5 - *E se o conquistador (que eu por força \ Onipotente julgo, pois não menos \ Que
toda a força a nossa excederia)\ Intactos nos deixou poder e alento\ P'ra podermos
co'as penas e o sofrer, \ Bastando isso à ira vingativa? \ Ou escravo nos prefere e lhe
prestemos \ Por lei de guerra, prontos e ao dispor, \ Laborando no fogo infernal, \
Fazendo o frete neste fosso escuro. \ De que nos aproveita que sintamos \ Vigor igual, ou
eternas essências \ Se sujeitas a eterna punição? Livro I, v - 143 - 157.

6 - * Mas certo sê. / O bem jamais será nossa tarefa, / Mas o mal o nosso único prazer,
Como o oposto da altíssima vontade / Que combatemos. Se então presciência / Propuser
outro bem do nosso mal, / Deve ser mister nosso pervertê-lo / E do bem achar meios
para o mal. Livro I, v- 158 - 165.

7 - É esta região, o solo, o clima, \ Disse o arcanjo perdido, o assento\ A trocar pelo Céu,
as trevas tristes \ Pela celeste luz ? Seja, já que ele \ Que agora é soberano usa e manda\
O que entende; à parte está melhor\Quem lhe igualou razão, força fez súpera\Acima dos
seus pares. Adeus campos\ Que o gozo sempre habita, ave horrores, \ Mundo infernal, e
tu profundo Inferno\ Recebe o novo dono, o que traz\Mente por tempo ou espaço Não
trocável\ Faz do inferno Céu, faz do Céu inferno. Livro I, v - 242 - 255.
8 - Livro I, v - 263 -264.
9 - Livro I, v - 331.

10 - Livro I, v - 344, 45.

11 - Os nomes, apagados e delidos / Dos livros da vida à traição devido. / Nem ainda
entre os filhos de Eva tinham / Novos nomes, até que, em terras errantes, / Por outorga
de Deus no ordálio humano, Com mentiras e embustes grande parte / Dos homens
seduziram a abjurar / O seu Deus criador, e dele glória / Que invisível amiúde
transformavam ; Em imagem brutal, ornamentada / Com ritos pavões, cheios de ouro e
pompa, / E diabos a adorar quais divindades: / Entre os gentios eram então célebres /
Nos vários nomes e ídolos pagãos / Diz, Musa, os nomes, que antes e depois / Se
ergueram do torpor do ígneo leito / À voz do imperador, que hierarquia / À vez se lhe
juntou na praia nua / Quando ao longe 'inda turba se enleava. Livro I, v - 363 - 380.

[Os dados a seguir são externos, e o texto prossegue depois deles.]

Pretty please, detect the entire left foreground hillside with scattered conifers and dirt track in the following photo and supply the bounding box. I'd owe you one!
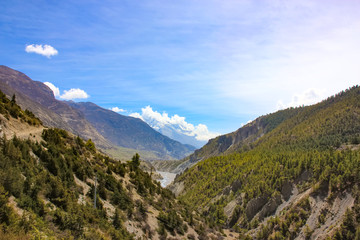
[0,89,234,240]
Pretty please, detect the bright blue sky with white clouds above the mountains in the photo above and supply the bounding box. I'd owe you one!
[0,0,360,141]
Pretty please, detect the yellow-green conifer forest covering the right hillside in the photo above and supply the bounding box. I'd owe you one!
[176,86,360,239]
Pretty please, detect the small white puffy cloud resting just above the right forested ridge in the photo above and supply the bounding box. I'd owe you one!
[277,89,324,110]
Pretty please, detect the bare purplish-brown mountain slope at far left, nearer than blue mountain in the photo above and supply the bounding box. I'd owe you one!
[0,66,113,148]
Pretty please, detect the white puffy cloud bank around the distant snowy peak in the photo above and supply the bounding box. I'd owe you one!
[130,106,220,141]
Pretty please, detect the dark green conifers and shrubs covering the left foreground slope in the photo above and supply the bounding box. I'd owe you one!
[0,129,205,239]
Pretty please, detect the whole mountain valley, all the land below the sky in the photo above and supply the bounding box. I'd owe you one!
[0,67,360,240]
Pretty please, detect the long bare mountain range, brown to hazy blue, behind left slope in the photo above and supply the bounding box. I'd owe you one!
[0,66,195,160]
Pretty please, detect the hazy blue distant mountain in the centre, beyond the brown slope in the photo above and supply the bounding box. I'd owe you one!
[66,101,195,159]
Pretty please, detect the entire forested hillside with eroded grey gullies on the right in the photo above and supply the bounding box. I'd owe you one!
[170,86,360,239]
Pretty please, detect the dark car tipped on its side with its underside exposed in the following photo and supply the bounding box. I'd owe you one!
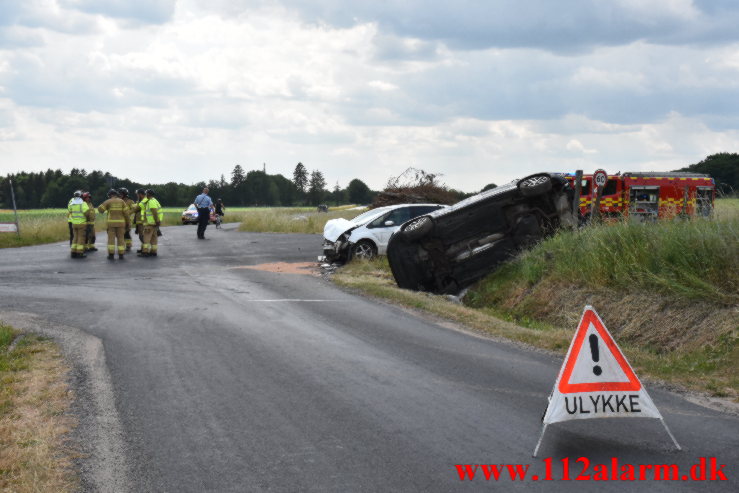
[387,173,577,294]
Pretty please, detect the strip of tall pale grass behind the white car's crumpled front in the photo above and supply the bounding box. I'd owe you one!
[239,205,366,234]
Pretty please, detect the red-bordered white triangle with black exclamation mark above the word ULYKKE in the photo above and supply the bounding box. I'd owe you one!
[558,307,641,394]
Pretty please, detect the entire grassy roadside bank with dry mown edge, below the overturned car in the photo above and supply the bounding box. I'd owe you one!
[334,200,739,400]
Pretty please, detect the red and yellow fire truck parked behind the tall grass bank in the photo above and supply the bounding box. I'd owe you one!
[567,172,716,219]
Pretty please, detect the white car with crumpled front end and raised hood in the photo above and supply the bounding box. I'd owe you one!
[323,204,447,262]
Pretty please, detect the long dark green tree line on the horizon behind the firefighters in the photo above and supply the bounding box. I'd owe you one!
[0,163,377,209]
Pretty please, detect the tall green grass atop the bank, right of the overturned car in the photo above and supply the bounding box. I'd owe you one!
[472,209,739,305]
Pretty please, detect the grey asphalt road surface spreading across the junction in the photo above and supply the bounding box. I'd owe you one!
[0,226,739,492]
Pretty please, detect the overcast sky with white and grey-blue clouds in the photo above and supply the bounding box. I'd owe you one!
[0,0,739,191]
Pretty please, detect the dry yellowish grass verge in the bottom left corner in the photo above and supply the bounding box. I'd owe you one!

Ó espiritos sem fim, ó potestades / Sem par, à parte o ímpar, vossa luta / Não foi inglória,
pese embora o fim / Que este lugar reflete, e a inominável / Mudança: pois que alcance
de uma mente / Prevendo ou agourando, das fundura / De saber velho ou novo,
temeria, / Quem diria que tal força de deuses, / Tão firme e una, provasse tal repulsa? /
Quem pode também crer, mesmo na perda, / Que estas legiões possantes, cujo exílio /
Evacuou o Céu, não reascenderão / Por si a reapossar o assento pátrio? / Testemunha
me seja a hoste célica, / Se avisos discordes ou perigo obstados / Por mim nos abateram.
O Monarca, / Que no Céu reina, tinha então seguro / O trono, no bordão da velha fama,
/ Licença ou regra, e o seu estado régio / Mostrava, mas a força não, escondia-a / Que o
intento nos tentou e a queda ornou. Livro I, v - 620 - 640.